XHDL-FM
- Mexico City; Mexico;
- Broadcast area: Greater Mexico City
- Frequency: 98.5 MHz (HD Radio)
- Branding: El Heraldo Radio

Programming
- Format: News/talk; contemporary music in English
- Subchannels: HD2: El Heraldo Radio HD2

Ownership
- Owner: El Heraldo de México; (GA Radiocomunicaciones, S.A. de C.V.);

History
- First air date: May 19, 1962 (concession)
- Former call signs: XELA-FM (1962–89)
- Call sign meaning: "Dial FM" (former name)

Technical information
- Licensing authority: CRT
- Class: C
- ERP: 100 kW
- HAAT: 512.8 meters (1,682 ft)
- Transmitter coordinates: 19°32′02″N 99°07′46″W﻿ / ﻿19.53389°N 99.12944°W

Links
- Webcast: Listen live
- Website: heraldodemexico.com.mx

= XHDL-FM =

Radio station in Mexico City

XHDL-FM is a radio station on 98.5 FM in Mexico City. XHDL is owned by El Heraldo de México and operates as a news/talk station known as El Heraldo Radio. The transmitter site is located atop Cerro del Chiquihuite.

XHDL-FM broadcasts in HD.

==History==
98.5 FM began as XELA-FM in 1962, owned by Radio Metropolitana, S.A., the concessionaire of XELA-AM 830. Until 1984, it was an FM simulcast of 830 AM; when it broke away, it became "Stereo Classics", English-language music of the 1950s, 1960s and 1970s. In 1989, the format was changed to more contemporary music in English as "Dial FM", and the callsign was changed to XHDL-FM to reference the new format.

===Radioactivo era===
On July 20, 1992, XHDL became "Radioactivo 98.5", with a rock and hip hop format. Its first slogan, "Radioactivity's in the air", was quickly eclipsed by its second: "Fuck everyone else". Various international artists, such as Metallica, Rammstein, The Mars Volta, Fabolous, Snoop Dogg and the Red Hot Chili Peppers, visited the station. From 1992 to 2000, MVS Radio, the joint venture between Frecuencia Modulada Mexicana and Grupo Imagen, operated the station; in 2000, XHDL-FM, XEDA-FM 90.5 and XELA-AM broke off to become the stations of Imagen Telecomunicaciones.
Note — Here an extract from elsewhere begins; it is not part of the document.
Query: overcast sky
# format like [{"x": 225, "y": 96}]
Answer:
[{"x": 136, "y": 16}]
Under Imagen, Radioactivo went through various changes, the largest of which was the departure of José Alvarez in 2003. The station closed on 2 April 2004 causing some minor protests outside the studios.

===Reporte 98.5===
With presidential elections looming in 2006, several stations flipped to talk formats, including XHDL, which did so in April 2004 under the name Reporte 98.5. Many of the personalities from Radioactivo 98.5 eventually migrated to IMER's XHOF-FM, such as Rulo, El Sopitas, Julio Martínez and Erich Martino. Reporte offered news, talk and traffic reports aimed at the Mexico City area, including three full newscasts a day, sports and financial programming.

===RMX===

Logo as RMX used between 2017 and 2019

XHDL-FM began operating in HD Radio in 2011 alongside XEDA-FM, making them the first radio stations in Mexico City to do so. At that time, XEDA-HD2 was activated carrying the audio of RMX Guadalajara (XHAV-FM). On January 5, 2017, Imagen Radio announced that XHDL would go full-time with the RMX format, beginning Monday, January 9, alongside one new affiliate, XHOD-FM in San Luis Potosí, as well as two existing Imagen/RMX combo stations, XHQOO-FM in Cancún and XHMIG-FM San Miguel de Allende-Celaya.

===Sale to El Heraldo de México===
On June 16, 2019, Grupo Imagen and Grupo Andrade, owners of the El Heraldo de México newspaper, announced that they had reached a strategic agreement under which Imagen would sell XHDL-FM and XHAV-FM to the newspaper, subject to the approval of the IFT.

RMX closed down at 11:59pm on Friday, June 21, to allow El Heraldo to begin operation of the station as Heraldo Radio on June 22. The new programming began on June 25, with longform newscasts and other informative programs, while still carrying music programming similar to RMX's on overnights and weekends. The transfer of the concessions of XHDL and XHAV to GA Radiocomunicaciones, S.A. de C.V., a subsidiary of Grupo Andrade, was approved by the IFT on August 28, 2019.

Heraldo Radio news hosts include Sergio Sarmiento, Guadalupe Juárez, Jesús Martín Mendoza and Salvador García Soto.